I have always been a big geek around comics, sci-fi, and pop culture, so our house is full of that sort of thing. The kids were always going to be exposed to it. However, the things I liked weren’t always going to be what the kids liked, so it became a job of working out what they enjoyed and connect with them on that level. Even if I wasn’t in love with their decisions, I tried to show as much enthusiasm as possible so they felt like I was as invested as them. This way it became a game of give and take, and we have as much fun as possible together. My kids love seeing the end result, so they like to hover over me whilst I build, and I get them to help out where they can, so they can learn and feel invested in the end result. It really comes down to as much encouragement as possible to fan the flames of their creativity.

GeekDad:
A lot of us geeks would love to do something we love as a full-time job. Do you have another job besides cosplay and prop making? If so, what is it? And do you have any tips for our readers on how to work towards a passion becoming a full-time “career”?
DM:
My full time job is as an executive in an international construction company where I run all the Planning and Project Controls aspects of the company. My work has me travelling on airplanes a fair bit, so I don’t have as much time to dedicate to cosplay as I like. I see cosplay as a way to connect with my family, and specifically my kids, so I can make the most out of the time that I have at home. That’s to say in between the kids sporting activities, school, and time they spend with their friends, it becomes a juggle. The way I try to plan it in my head is that there is a balance between work, home, and play. You can’t give more time to one without taking from another. Work is a fixed time that I can’t take from or I lose the main avenue of income to support my family.

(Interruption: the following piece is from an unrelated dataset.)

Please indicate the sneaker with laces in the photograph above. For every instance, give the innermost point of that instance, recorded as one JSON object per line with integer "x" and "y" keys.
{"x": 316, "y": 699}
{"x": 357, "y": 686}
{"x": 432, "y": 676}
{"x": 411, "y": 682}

That leaves home or play, and since I am trying to add to play, I have to take it from home. Within the home bucket there is housework, sleep, kids schoolwork, and other family duties. For me that leaves sleep as the only place I steal from, so I do a lot of work once everyone has gone to bed. I don’t think I would want to make cosplay a career, because I only put as much effort in to the builds because they are for my family. Seeing their faces when I bring one of their ideas to life is worth more than gold.
GeekDad:
Something along the lines of “Being a geek isn’t about what you love but how you love it,” is sort of the new geek mantra. Do you have anything, besides cosplay, that you consider yourself a geek about?
DM:
Loving my family. That’s the greatest passion of mine ever.
KM:
Books. I love everything about books.
GeekDad:
What upcoming conventions do you have on your schedule that people could see you at?
DM:
Jackson and I are going to Brisbane Supanova but then it’s a big break until the con season starts again here in Australia.